Get email address of logged in user using ldap/php

Question

I'm using AuthLDAPURL in our htaccess file to authenticate a user. Is there a way to grab the user's email address once they're logged in using PHP??

Answer 1

You might be able to use AuthLDAPRemoteUserAttribute for this. As described in the documentation (emphasis mine):

If this directive is set, the value of the REMOTE_USER environment variable will be set to the value of the attribute specified. Make sure that this attribute is included in the list of attributes in the AuthLDAPUrl definition, otherwise this directive will have no effect. This directive, if present, takes precedence over AuthLDAPRemoteUserIsDN. This directive is useful should you want people to log into a website using an email address, but a backend application expects the username as a userid.

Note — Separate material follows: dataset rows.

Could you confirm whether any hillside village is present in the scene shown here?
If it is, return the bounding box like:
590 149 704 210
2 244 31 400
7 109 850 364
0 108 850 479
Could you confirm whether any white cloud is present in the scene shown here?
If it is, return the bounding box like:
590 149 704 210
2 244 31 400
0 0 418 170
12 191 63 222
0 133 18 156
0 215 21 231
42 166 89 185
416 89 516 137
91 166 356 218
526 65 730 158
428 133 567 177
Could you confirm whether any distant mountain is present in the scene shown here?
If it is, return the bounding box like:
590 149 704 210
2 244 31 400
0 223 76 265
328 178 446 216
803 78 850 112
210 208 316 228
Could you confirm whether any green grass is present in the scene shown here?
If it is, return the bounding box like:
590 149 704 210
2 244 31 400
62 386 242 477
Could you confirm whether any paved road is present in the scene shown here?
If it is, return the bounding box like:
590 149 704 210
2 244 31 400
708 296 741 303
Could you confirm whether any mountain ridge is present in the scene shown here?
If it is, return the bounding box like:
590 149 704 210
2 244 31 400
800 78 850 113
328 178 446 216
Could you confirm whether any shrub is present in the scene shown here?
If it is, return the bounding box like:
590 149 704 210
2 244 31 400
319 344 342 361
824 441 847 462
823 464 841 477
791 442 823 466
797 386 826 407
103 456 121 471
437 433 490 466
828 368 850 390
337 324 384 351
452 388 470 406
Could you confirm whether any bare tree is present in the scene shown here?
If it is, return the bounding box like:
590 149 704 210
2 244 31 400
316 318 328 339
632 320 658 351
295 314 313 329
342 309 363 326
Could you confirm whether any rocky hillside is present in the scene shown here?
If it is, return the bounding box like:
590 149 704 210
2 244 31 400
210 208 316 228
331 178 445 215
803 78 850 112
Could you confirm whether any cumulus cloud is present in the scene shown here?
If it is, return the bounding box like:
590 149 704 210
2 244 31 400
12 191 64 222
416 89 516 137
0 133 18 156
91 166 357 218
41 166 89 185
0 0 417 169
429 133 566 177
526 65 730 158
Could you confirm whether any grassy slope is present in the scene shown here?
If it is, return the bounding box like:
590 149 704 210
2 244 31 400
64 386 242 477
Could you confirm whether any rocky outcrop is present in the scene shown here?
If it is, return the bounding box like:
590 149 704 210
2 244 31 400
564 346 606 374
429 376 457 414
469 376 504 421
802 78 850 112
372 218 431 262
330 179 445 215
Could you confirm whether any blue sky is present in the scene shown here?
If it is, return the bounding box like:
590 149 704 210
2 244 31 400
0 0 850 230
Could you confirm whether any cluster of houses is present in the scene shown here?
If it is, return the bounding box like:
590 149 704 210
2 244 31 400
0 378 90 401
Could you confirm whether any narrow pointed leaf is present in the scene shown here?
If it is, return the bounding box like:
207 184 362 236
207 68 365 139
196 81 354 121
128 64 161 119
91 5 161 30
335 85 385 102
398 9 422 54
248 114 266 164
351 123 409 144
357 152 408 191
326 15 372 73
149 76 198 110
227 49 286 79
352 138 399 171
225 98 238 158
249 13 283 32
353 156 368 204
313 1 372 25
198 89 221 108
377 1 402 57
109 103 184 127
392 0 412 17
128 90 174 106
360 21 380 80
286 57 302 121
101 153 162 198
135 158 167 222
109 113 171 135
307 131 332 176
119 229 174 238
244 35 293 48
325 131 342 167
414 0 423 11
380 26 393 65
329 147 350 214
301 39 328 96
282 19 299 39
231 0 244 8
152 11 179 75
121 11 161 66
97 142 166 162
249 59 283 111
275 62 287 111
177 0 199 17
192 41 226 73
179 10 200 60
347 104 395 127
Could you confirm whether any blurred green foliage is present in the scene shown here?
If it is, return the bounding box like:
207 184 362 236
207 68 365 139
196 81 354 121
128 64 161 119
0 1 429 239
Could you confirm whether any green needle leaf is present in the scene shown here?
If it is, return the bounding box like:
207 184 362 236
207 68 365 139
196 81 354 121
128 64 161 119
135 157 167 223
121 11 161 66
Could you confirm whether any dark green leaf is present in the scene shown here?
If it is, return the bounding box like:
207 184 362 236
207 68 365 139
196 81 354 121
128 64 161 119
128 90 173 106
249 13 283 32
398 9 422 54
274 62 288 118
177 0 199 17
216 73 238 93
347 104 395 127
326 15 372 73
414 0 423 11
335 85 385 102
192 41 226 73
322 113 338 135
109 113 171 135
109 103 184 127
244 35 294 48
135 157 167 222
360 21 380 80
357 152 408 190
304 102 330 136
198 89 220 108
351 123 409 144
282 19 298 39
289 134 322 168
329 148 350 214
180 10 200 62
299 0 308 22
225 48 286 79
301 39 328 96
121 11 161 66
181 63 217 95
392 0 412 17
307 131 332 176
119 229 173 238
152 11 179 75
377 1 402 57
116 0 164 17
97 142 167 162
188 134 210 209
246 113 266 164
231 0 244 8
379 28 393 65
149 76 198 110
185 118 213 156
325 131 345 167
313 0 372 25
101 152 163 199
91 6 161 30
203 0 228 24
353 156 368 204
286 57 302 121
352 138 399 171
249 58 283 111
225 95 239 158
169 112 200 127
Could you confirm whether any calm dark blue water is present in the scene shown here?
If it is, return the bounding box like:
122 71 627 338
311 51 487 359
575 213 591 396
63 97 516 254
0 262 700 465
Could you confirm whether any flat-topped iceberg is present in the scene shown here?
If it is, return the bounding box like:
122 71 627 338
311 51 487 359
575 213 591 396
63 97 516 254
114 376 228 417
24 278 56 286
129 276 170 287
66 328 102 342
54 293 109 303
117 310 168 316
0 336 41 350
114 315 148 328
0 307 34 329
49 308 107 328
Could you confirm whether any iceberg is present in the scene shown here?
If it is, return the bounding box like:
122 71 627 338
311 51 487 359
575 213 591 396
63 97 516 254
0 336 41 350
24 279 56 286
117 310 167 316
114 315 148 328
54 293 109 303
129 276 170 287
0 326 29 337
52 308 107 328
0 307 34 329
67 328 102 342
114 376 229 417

That's the opposite of what you describe but you can try specifying the e-mail address field to be returned.

Otherwise, after Apache has handed over to PHP, you could use the PHP LDAP functions to connect to the server and query for the email based on the supplied REMOTE_USER variable. This is simple enough with Active Directory, something like this (it'll differ depending on your LDAP provider):

$ldap = ldap_connect('ldap://yourserver'); // use 'ldaps' if you can!
ldap_bind($ldap, 'username', 'password');
$attributes = array('mail');
$search = ldap_search($ldap, 'base_dn', 'search_filter', $attributes);
$data = ldap_get_entries($ldap, $search);

$data should be an array with the e-mail address.